3回目の正直は、今回も叶わないかもしれない。
米上院農業委員会が1月22日に公表した暗号資産市場構造法案の最新草案は、またしても党派対立の壁に直面している。ジョン・ブーズマン委員長(共和党)が「根本的な政策の違い」を認めたことで、超党派での合意という当初の期待は霧散した。
期待された「妥協案」の現実
今回の草案は、商品先物取引委員会(CFTC)による暗号資産規制に焦点を当てており、証券取引委員会(SEC)中心の銀行委員会版よりも業界寄りとされていた。実際、CFTCの委員構成について「少なくとも2名の委員は、少数党との協議を経て指名される」という条項が盛り込まれるなど、一定の進展は見られた。
暗号資産業界からも、法案の内容自体に大きな懸念は表明されていない。問題は政治プロセスにある。
民主党議員らは金曜日に多数の修正案を提出した。その中には、政府高官の暗号資産投資からの利益獲得禁止や、新規則実施前のCFTC委員全員の任命完了要求などが含まれている。
日本への波及効果
米国の規制動向は、日本の暗号資産市場にも直接的な影響を与える。コインベースやバイナンスなどの大手取引所が米国での規制対応に追われる中、日本企業にとっては相対的な競争優位性を獲得するチャンスでもある。
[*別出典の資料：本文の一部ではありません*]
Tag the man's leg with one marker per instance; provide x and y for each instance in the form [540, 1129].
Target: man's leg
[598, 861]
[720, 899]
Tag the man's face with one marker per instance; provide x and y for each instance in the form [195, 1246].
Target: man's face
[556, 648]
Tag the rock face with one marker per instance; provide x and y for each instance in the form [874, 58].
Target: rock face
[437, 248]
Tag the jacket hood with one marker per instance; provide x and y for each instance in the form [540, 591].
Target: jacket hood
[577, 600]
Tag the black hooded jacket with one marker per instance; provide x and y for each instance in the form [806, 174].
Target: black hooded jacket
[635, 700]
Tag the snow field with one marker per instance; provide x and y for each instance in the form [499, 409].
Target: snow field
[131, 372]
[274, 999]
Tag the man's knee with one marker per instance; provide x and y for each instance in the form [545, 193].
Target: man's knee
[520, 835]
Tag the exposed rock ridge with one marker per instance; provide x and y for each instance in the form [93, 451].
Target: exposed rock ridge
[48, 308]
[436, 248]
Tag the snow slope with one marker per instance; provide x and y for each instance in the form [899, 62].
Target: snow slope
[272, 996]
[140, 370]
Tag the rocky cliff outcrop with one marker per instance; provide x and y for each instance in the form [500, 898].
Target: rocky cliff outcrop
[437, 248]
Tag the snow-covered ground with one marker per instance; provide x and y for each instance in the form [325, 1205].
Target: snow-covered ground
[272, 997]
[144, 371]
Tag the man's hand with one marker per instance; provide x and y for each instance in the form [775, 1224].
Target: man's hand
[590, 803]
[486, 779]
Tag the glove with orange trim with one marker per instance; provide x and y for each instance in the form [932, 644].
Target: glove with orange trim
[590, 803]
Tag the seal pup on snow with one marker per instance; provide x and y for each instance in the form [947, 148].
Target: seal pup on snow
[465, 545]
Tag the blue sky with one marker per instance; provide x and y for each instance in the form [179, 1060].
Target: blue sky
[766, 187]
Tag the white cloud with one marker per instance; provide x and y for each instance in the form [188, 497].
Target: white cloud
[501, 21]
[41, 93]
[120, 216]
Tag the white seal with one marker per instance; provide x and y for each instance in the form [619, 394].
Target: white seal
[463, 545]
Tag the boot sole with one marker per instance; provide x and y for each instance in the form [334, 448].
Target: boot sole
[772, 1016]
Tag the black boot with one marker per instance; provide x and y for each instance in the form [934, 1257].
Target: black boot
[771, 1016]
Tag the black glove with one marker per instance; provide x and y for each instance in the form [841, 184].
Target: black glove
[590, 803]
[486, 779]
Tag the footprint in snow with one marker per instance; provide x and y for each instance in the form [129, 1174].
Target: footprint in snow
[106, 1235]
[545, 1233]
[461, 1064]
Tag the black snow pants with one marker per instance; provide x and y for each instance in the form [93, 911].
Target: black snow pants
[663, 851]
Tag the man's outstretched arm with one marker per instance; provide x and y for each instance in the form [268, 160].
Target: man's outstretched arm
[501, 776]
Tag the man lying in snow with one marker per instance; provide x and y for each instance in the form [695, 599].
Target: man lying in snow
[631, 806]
SBIホールディングスや楽天など、既に暗号資産事業を展開する日本企業は、米国の規制混乱を横目に、より安定した国内市場での地位固めを進めることができる。一方で、グローバル展開を目指す日本の暗号資産企業にとっては、米国市場への参入時期の見極めがより困難になる。
政治的現実と業界の思惑
来週火曜日の審議では、冬の嵐により上院議員の出席に支障が生じる可能性もある。さらに、政府の予算期限が金曜日に迫っており、暗号資産法案の優先順位は下がらざるを得ない。
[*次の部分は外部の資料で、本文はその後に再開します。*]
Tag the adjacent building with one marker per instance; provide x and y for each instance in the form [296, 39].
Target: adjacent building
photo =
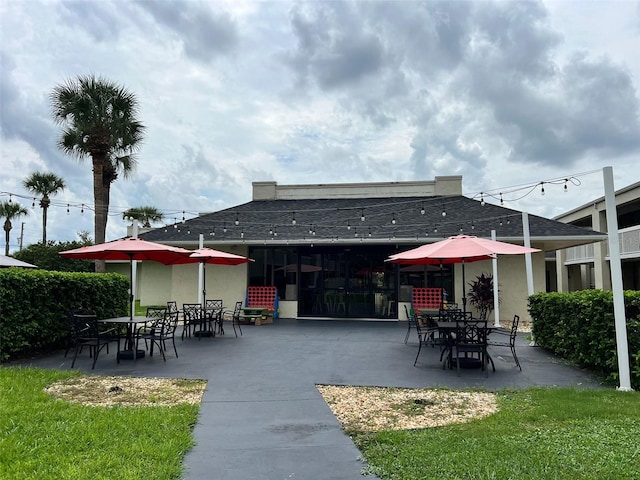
[587, 266]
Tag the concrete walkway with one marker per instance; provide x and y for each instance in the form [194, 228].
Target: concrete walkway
[262, 416]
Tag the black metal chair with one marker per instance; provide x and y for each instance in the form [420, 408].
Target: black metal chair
[87, 333]
[192, 317]
[160, 331]
[505, 338]
[411, 323]
[428, 334]
[470, 339]
[213, 311]
[232, 316]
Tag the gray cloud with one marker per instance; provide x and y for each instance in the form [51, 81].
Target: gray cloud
[204, 34]
[98, 19]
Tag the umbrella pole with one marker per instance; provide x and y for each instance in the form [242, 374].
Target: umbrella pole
[464, 294]
[131, 297]
[204, 283]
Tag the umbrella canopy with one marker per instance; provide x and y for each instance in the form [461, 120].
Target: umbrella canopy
[129, 249]
[209, 255]
[459, 249]
[13, 262]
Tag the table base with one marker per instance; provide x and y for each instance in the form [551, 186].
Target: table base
[203, 333]
[128, 354]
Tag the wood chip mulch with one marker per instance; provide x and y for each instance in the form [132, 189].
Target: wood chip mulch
[371, 409]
興味深いのは、Fairshakeなどの暗号資産政治行動委員会による予備選挙への資金提供の脅威が、民主党議員の態度を軟化させる可能性があることだ。政治と経済利益の複雑な絡み合いが、規制の方向性を左右している。
銀行委員会も、ホワイトハウスと委員会メンバーが暗号資産業界と銀行ロビーにステーブルコイン利回り問題の解決を求めているため、数週間は市場構造法案に戻らない見通しだ。